Depression and anxiety-related disorders are among the leading causes of years of life lost due to premature mortality or disability in the USA.6 There is a 2:1 female-to-male ratio in the prevalence of these disorders.7 Depression and anxiety disorders are associated with dysregulation of the hypothalamic–pituitary–adrenal axis (HPA),8–10 which can delay or impede the luteinizing hormone (LH) surge11 and impair ovarian function. Cross-sectional studies have found associations between depression and irregular menses, painful and heavier menses, and anovulation.3,12,13 In a prospective cohort study, high perceived stress levels were associated with an increased probability of anovulation.14 Finally, some psychotropic medications (eg, valproate) can induce polycystic ovary syndrome,15,16 a condition associated with menstrual cycle irregularities. These findings indicate that mental health symptoms and their treatments may adversely affect menstrual function.

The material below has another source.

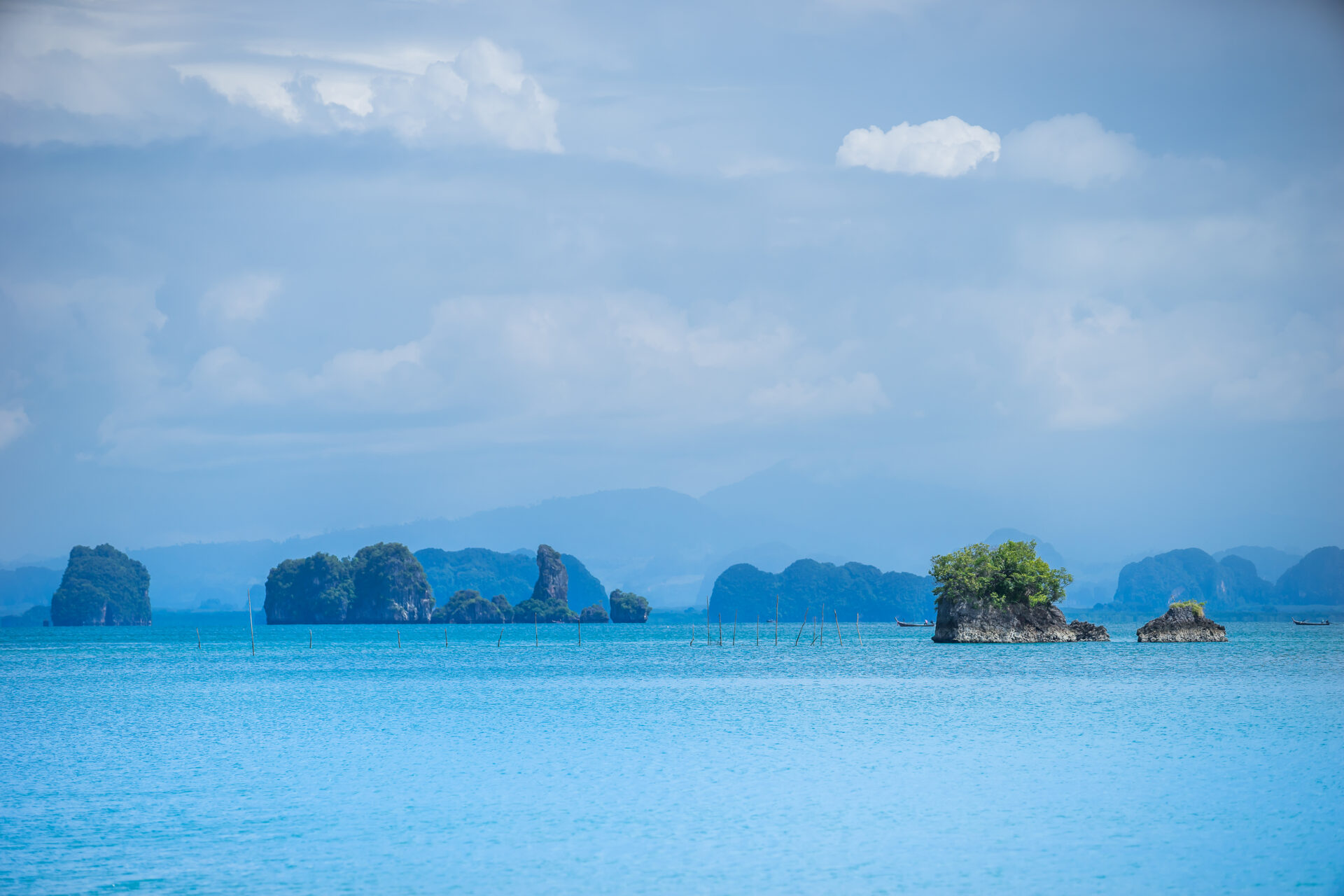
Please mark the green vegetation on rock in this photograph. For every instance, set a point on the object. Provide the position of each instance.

Few studies have prospectively examined the influence of mental health on menstrual cycle characteristics, or have considered both the individual and joint effects of depressive symptoms, perceived stress, and psychotropic medication use on cycle irregularity. The present study examines prospectively the association between current depressive symptoms, perceived stress, and psychotropic medication use and menstrual cycle regularity and length. Secondary analyses examined the association between these factors and menstrual bleed length and heaviness of menstrual flow.
Participants and methods
Pregnancy Study Online (PRESTO) is a web-based prospective cohort study of pregnancy planners from the USA and Canada. The study is described in greater detail elsewhere.17 Briefly, eligible women were of age 21–45 years, in a stable relationship with a male partner, not pregnant, and not using contraception or fertility treatments.
Participants completed an online baseline questionnaire, which assessed demographics, medical and reproductive history, and lifestyle habits. Follow-up questionnaires were administered every 8 weeks for up to 12 months or until reported conception to collect updated information on menstrual cycle characteristics, lifestyle and behavioral factors, and pregnancy status. Given that some women became pregnant and others were lost to follow-up at different time points, the number of follow-up questionnaires completed varied among study participants. The study was approved by the Institutional Review Board of Boston Medical Center, and all participants provided informed consent online.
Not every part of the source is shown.